3. What is private adoption?
This is the adoption without the participation of the agency. In this case, the mother who wants to give the child to new parents and future adoptive parents find each other through friendships, through familiar lawyers or doctors, through newspaper ads.
Such adoptions have recently been practiced more and more often. It should, however, be borne in mind that it is forbidden to pay a party for the transfer of the child by law.
Only reasonable cost of registration of adoption is paid. Therefore, if the payment, for example, to the mother in the course of private adoption exceeds a reasonable figure, which could result in her medical, legal and other related costs, or if a third party who has associated the biological mother with the adoptive parents is assigned commissions, then in these cases all participants in the “transaction” are at risk of being brought to justice.
4. Can I adopt a child from another country?
Of course, but in this case, it may be necessary to help an immigration lawyer or an agency that specializes in such cases, since this adoption process involves additional difficulties.
Future parents will have to process documents that meet the legal requirements of another country, as well as the requirements of the US Citizenship and Immigration Service.
5. Can future parents refuse to adopt if the child was born unhealthy?
It is clear that with new parents, the news of an unhealthy child can cause serious psychological trauma, not to mention the additional financial costs of treating the disease.
Nevertheless, in most states, parents will not be allowed to return the child to the place where they took it. The only case where this is possible is if the parents themselves were deceived (for example, the agency knew of a defect in the health of the child, but concealed the truth).
However, whether you are a biological mother or an adoptive parent, but unable to support the child for mental, financial or other compelling reasons, you can voluntarily surrender it to a children’s shelter for the care of the state. This, however, in most cases, will lead to depriving you of parental rights, whether you like it or not.
6. What happens to the rights of the biological mother when she gives the child for adoption?
From the legal point of view, this means a complete deprivation of parental rights to the child. Although a number of states practice so-called open adoption when the child is placed in an orphanage, the mother retains the right to visit him there.

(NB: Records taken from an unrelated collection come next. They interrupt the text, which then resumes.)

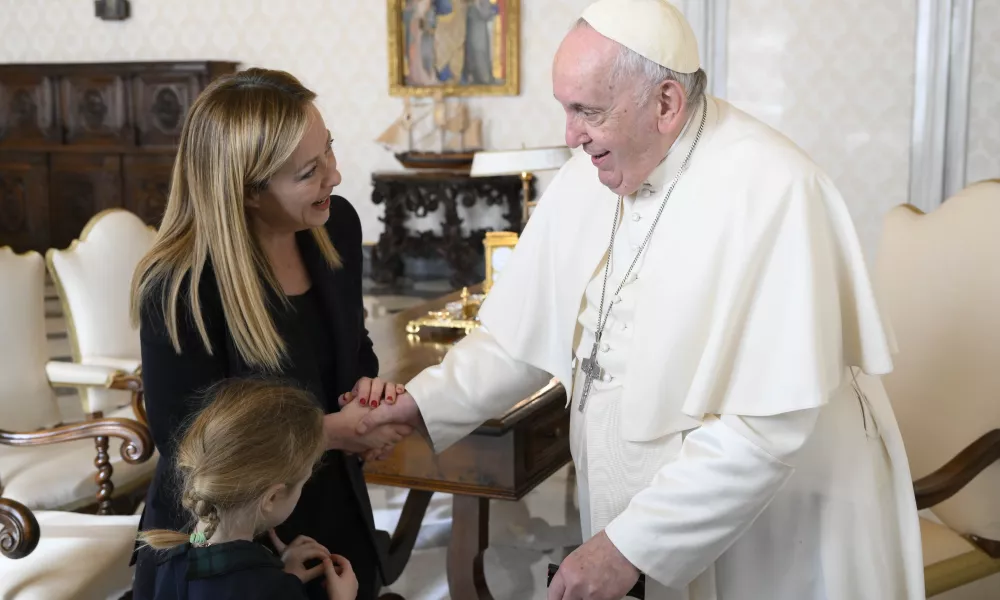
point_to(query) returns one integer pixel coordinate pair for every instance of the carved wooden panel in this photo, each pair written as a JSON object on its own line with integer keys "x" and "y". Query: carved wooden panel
{"x": 24, "y": 201}
{"x": 95, "y": 110}
{"x": 147, "y": 182}
{"x": 81, "y": 186}
{"x": 161, "y": 102}
{"x": 28, "y": 112}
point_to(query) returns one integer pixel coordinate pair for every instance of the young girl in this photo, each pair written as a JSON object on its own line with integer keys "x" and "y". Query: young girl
{"x": 242, "y": 465}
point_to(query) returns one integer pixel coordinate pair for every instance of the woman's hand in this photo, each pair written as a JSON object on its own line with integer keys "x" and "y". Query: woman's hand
{"x": 372, "y": 392}
{"x": 341, "y": 583}
{"x": 341, "y": 433}
{"x": 295, "y": 555}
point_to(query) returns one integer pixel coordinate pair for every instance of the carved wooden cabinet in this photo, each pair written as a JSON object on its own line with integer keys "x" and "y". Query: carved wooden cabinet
{"x": 78, "y": 138}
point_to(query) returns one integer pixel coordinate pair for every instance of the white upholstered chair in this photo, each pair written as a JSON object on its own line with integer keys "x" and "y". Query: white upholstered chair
{"x": 93, "y": 278}
{"x": 67, "y": 476}
{"x": 55, "y": 555}
{"x": 940, "y": 277}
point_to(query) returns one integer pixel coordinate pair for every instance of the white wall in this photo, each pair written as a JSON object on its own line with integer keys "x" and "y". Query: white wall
{"x": 837, "y": 78}
{"x": 984, "y": 94}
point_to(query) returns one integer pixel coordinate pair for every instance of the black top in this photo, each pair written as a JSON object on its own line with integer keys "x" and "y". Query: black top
{"x": 334, "y": 508}
{"x": 238, "y": 570}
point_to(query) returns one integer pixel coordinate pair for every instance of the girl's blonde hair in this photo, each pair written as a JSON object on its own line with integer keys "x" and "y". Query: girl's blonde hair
{"x": 239, "y": 132}
{"x": 252, "y": 435}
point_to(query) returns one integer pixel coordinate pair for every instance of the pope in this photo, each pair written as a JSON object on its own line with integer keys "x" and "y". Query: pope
{"x": 696, "y": 283}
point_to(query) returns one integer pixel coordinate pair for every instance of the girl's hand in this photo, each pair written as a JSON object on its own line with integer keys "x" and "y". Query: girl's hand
{"x": 296, "y": 554}
{"x": 341, "y": 583}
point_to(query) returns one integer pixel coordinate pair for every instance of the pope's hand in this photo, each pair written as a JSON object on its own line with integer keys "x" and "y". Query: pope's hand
{"x": 594, "y": 571}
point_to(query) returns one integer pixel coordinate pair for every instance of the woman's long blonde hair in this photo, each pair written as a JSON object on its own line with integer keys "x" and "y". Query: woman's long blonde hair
{"x": 252, "y": 435}
{"x": 239, "y": 132}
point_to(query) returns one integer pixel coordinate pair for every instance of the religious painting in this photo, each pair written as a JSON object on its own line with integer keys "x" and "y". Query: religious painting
{"x": 454, "y": 47}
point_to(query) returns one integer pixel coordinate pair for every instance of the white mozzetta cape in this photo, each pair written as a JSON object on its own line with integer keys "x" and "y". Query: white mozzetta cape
{"x": 753, "y": 300}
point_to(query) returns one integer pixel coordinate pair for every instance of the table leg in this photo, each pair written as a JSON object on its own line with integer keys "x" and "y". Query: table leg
{"x": 470, "y": 532}
{"x": 405, "y": 535}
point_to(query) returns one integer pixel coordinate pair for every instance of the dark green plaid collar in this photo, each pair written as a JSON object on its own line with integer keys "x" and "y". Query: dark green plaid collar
{"x": 221, "y": 559}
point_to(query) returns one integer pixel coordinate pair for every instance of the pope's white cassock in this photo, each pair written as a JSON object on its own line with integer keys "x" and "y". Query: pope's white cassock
{"x": 740, "y": 445}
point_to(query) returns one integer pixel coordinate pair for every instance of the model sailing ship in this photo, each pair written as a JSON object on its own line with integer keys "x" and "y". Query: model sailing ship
{"x": 434, "y": 137}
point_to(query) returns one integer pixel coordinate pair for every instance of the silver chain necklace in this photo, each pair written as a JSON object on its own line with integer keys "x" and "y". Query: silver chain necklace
{"x": 590, "y": 366}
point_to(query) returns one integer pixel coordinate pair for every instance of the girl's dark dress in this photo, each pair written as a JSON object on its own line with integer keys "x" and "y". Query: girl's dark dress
{"x": 230, "y": 571}
{"x": 328, "y": 351}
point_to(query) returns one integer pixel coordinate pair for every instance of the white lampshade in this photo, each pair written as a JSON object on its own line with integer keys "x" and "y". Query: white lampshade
{"x": 511, "y": 162}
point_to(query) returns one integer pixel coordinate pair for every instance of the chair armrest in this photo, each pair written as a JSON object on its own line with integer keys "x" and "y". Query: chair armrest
{"x": 67, "y": 374}
{"x": 19, "y": 530}
{"x": 131, "y": 366}
{"x": 945, "y": 482}
{"x": 125, "y": 376}
{"x": 137, "y": 442}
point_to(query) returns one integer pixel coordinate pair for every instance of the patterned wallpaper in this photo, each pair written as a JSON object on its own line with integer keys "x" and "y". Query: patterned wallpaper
{"x": 984, "y": 94}
{"x": 837, "y": 78}
{"x": 337, "y": 47}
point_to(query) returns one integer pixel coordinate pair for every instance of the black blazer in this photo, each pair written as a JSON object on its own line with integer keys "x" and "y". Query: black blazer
{"x": 174, "y": 383}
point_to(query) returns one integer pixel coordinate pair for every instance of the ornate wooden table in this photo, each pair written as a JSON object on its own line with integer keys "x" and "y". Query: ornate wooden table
{"x": 504, "y": 459}
{"x": 423, "y": 192}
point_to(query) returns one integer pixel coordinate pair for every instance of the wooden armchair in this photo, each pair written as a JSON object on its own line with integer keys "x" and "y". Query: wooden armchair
{"x": 940, "y": 278}
{"x": 93, "y": 277}
{"x": 53, "y": 555}
{"x": 61, "y": 477}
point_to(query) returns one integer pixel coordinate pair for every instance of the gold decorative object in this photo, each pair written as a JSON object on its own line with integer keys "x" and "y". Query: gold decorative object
{"x": 463, "y": 314}
{"x": 498, "y": 246}
{"x": 525, "y": 162}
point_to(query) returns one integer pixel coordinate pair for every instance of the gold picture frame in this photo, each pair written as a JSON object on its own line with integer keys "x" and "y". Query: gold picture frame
{"x": 409, "y": 20}
{"x": 496, "y": 242}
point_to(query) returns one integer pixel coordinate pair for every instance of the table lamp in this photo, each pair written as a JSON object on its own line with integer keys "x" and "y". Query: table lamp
{"x": 522, "y": 162}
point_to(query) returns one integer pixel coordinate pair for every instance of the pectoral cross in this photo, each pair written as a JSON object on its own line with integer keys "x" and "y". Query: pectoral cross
{"x": 592, "y": 370}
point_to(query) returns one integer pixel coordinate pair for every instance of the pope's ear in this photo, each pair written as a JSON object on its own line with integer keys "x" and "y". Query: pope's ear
{"x": 671, "y": 105}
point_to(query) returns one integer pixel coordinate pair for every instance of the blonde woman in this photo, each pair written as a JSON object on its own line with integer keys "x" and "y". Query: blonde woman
{"x": 257, "y": 270}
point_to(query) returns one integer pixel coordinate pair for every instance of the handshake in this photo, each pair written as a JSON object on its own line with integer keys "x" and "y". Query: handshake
{"x": 374, "y": 416}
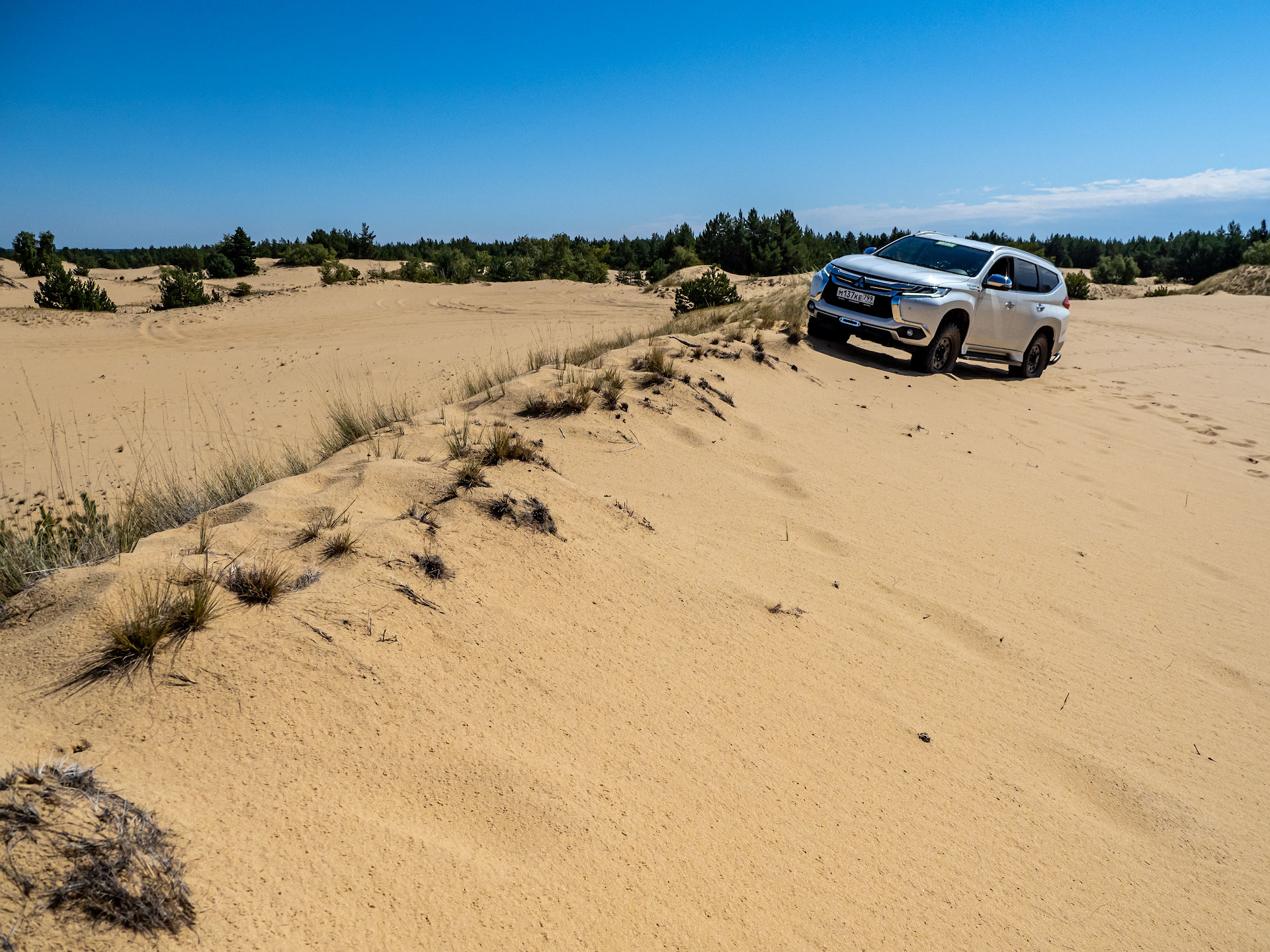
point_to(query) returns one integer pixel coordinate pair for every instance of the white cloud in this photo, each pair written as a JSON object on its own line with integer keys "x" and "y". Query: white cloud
{"x": 1049, "y": 204}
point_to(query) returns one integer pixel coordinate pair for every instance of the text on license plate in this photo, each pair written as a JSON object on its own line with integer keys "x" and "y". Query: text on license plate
{"x": 857, "y": 298}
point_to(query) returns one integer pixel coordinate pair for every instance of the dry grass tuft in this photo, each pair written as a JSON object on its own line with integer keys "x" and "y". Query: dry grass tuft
{"x": 505, "y": 444}
{"x": 470, "y": 474}
{"x": 73, "y": 847}
{"x": 432, "y": 565}
{"x": 259, "y": 583}
{"x": 339, "y": 545}
{"x": 150, "y": 615}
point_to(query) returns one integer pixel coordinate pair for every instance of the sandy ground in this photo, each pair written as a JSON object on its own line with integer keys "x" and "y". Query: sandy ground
{"x": 606, "y": 739}
{"x": 95, "y": 382}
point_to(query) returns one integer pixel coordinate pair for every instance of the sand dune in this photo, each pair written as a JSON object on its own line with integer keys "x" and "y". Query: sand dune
{"x": 606, "y": 738}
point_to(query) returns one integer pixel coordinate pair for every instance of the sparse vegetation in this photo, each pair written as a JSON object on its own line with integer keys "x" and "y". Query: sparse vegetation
{"x": 1078, "y": 286}
{"x": 258, "y": 583}
{"x": 432, "y": 565}
{"x": 337, "y": 273}
{"x": 305, "y": 257}
{"x": 339, "y": 545}
{"x": 356, "y": 412}
{"x": 470, "y": 474}
{"x": 656, "y": 366}
{"x": 62, "y": 291}
{"x": 573, "y": 399}
{"x": 181, "y": 288}
{"x": 71, "y": 847}
{"x": 710, "y": 290}
{"x": 1118, "y": 270}
{"x": 150, "y": 615}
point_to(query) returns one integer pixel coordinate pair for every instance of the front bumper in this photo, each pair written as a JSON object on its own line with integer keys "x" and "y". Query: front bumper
{"x": 828, "y": 321}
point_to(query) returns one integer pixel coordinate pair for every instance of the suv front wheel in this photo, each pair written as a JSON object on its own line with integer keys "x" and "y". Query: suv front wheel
{"x": 1035, "y": 358}
{"x": 941, "y": 353}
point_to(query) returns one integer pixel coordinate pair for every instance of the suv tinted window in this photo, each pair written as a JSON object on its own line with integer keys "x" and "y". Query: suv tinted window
{"x": 1003, "y": 267}
{"x": 937, "y": 254}
{"x": 1025, "y": 276}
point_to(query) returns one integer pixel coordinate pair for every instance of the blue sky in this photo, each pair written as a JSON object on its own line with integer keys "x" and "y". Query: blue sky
{"x": 163, "y": 124}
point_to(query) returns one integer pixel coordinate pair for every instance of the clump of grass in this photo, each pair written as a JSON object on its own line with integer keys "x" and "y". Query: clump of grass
{"x": 502, "y": 507}
{"x": 259, "y": 583}
{"x": 339, "y": 545}
{"x": 505, "y": 444}
{"x": 432, "y": 565}
{"x": 150, "y": 615}
{"x": 470, "y": 474}
{"x": 656, "y": 366}
{"x": 356, "y": 412}
{"x": 80, "y": 850}
{"x": 574, "y": 399}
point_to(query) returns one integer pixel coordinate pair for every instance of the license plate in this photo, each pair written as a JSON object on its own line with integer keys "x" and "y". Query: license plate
{"x": 857, "y": 298}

If the mother finally decided to separate her destiny from the child’s fate, despite the advice and warnings of doctors, lawyers, and social workers, she will have to sign a legal document, according to which she voluntarily agrees to resign from her parental authority.
7. And if the mother reconsiders her decision?
In most states, the biological mother has a waiting period during which she can change her decision.
If this happens, the adoption process will be suspended and she will have to assume all the rights and responsibilities of the parent again.